Biochemical and molecular characterization of galectins from zebrafish (Danio rerio): notochord-specific expression of a prototype galectin during early embryogenesis.

Galectins are a family of beta-galactoside-binding lectins that on synthesis are either translocated into the nucleus or released to the extracellular space. Their developmentally regulated expression, extracellular location, and affinity for extracellular components (such as laminin and fibronectin) suggest a role in embryonic development, but so far this has not been unequivocally established. Zebrafish constitute an ideal model for developmental studies because of their external fertilization, transparent embryos, rapid growth, and availability of a large collection of mutants. As a first step in addressing the biological roles in zebrafish embryogenesis, we identified and characterized members of the three galectin types: three protogalectins (Drgal1-L1, Drgal1-L2, Drgal1-L3), one chimera galectin (Drgal3), and one tandem-repeat galectin (Drgal9-L1). Like mammalian prototype galectin-1, Drgal1-L2 preferentially binds to N-acetyllactosamine. Genomic structure of Drgal1-L2 revealed four exons, with the exon-intron boundaries conserved with the mammalian galectin-1. Interestingly, this gene also encodes an alternatively spliced form of Drgal1-L2 that lacks eight amino acids near the carbohydrate-binding domain.
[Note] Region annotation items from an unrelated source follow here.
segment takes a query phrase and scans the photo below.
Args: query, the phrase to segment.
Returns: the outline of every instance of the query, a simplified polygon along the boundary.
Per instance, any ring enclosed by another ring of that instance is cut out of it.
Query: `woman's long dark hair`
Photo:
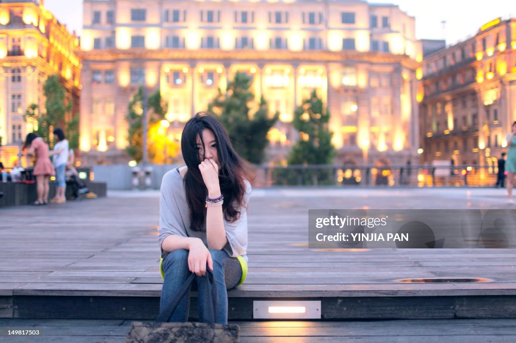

Zebrafish galectins exhibited distinct patterns of temporal expression during embryo development. Drgal1-L2 is expressed postbud stage, and its expression is strikingly specific to the notochord. In contrast, Drgal1-L1 is expressed maternally in the oocytes. Drgal1-L3, Drgal3, and Drgal9-L1 are expressed both maternally and zygotically, ubiquitously in the adult tissues. The distinct temporal and spatial patterns of expression of members of the zebrafish galectin repertoire suggest that each may play distinct biological roles during early embryogenesis.